Lucas had pulled loose his tie and placed a sports coat over the passenger seat removing his “medicinal” supply in the pocket. His most immediate intention was to locate the nearest safe bar. The image of the Cold Room, its four walls moving in threateningly, continued to chip away at his resolve.
“Low fucking man on the totem pole takes on a whole new meaning,” he said, sipping Red Label whiskey, which he'd camouflaged in a brown medicine bottle. He took a second long pull on the “painkiller,” replacing the half-pint bottle below the folds of his sports coat.
He wondered why they had bothered to issue him a uniform. Who needed a fucking uniform down in the Cold Room? No doubt it was issued for parade days and visits from dignitaries, for crowd control or if a riot were to break out in a slum neighborhood. He'd simply hung the uniform in his locker, seriously doubting if Lawrence or anyone else would call him on it if he never wore the damned thing, simply wearing plainclothes instead. What sense did it make to dirty a uniform down there on an eight-hour shift out of sight of God and everyone on the planet?
Maybe he'd test his theory tomorrow, and maybe not. If he did things by the book, if he wore the damned uniform, it would feel awkward enough, but if he did follow the letter of the precinct law, and if he impressed Captain Lawrence, it stood to reason that he'd be returned to street duty, and after that who knew? He could begin to work again toward a detective's shield, with all the privileges that followed.
“Dream on, fathead,” he told himself now. As to the breaking of rules, it seemed hardly to matter; as to the whiskey, he'd have it empty and the car aired out before it was turned over to the next shift.
He was now just prowling, turning the police band up high, hopeful that he would be in the right place at the right time. In fact, he was praying for a bank robbery, a knock-over, maybe even a murder, something he could sink his teeth into. It was going to happen anyway, as inevitable as the rising temperature today, so why shouldn't it happen now while he was trawling by? Should a call come over, and he happened to be “lunching” nearby, he'd be the first to take it. Fuck the Cold Room.

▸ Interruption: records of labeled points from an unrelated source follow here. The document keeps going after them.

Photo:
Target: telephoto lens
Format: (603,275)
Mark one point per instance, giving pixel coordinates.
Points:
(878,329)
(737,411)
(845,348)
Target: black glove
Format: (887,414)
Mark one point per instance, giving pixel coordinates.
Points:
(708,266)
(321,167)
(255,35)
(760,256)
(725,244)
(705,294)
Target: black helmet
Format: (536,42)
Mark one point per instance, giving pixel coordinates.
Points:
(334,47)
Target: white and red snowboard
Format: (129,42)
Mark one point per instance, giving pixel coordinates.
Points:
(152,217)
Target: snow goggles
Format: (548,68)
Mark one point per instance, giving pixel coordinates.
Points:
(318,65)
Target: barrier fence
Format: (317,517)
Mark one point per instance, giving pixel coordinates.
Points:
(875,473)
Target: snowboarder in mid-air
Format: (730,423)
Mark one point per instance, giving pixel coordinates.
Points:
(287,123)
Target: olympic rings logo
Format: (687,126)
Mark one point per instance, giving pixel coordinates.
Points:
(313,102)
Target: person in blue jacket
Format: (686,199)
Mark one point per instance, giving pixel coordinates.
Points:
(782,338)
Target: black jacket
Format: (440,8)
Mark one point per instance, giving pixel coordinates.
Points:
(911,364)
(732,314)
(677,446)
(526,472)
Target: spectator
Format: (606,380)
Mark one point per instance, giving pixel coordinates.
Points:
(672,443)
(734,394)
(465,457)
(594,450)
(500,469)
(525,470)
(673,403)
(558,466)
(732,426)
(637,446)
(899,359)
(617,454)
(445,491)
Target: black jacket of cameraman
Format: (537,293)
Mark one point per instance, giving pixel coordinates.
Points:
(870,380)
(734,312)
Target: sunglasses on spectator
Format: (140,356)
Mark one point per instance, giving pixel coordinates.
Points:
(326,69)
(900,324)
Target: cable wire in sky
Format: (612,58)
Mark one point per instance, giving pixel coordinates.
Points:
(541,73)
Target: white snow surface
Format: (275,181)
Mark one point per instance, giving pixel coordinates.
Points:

Thus far, however, the radio band buzzed with cats up trees and gang graffiti calls, broken windows and stolen bikes, nothing of a serious nature or import; he hungered even for a household disturbance, something where he could rush in and bust somebody's chops. Wrong attitude, man, he counseled, so he simply pulled over and switched off his car, stepped out of the vehicle and into a seedy-looking bar. If he couldn't find trouble to attend to, he'd make a little of his own.
FOUR
Dr. Meredyth Sanger watched from across the street as the man she had been following climbed from his squad car and made his way toward the bar. “Oh, shit, Stonecoat's a lush…” She groaned and shook her head, disappointed at what she saw here. On the surface, she saw an on-duty police officer first sip from a questionable receptacle in his car and now step into a bar before noon. It wasn't pretty and it wasn't promising, not for Stonecoat and not for her… not for anyone. “Damn,” she cursed.
Dr. Sanger had had it with the kind of mentality exhibited by Captain Lawrence, his wait-and-see approach, his hands-off attitude, his management-by-crisis style. She was equally tired of seeing the kind of exhibition she'd witnessed out Lawrence's window, where subordinates were treated so shabbily by ranking cops that they were denied a chance to work up to their potential; that certainly seemed to be the case with Officer Lucas Stonecoat, who must take orders from a Stan Kelton.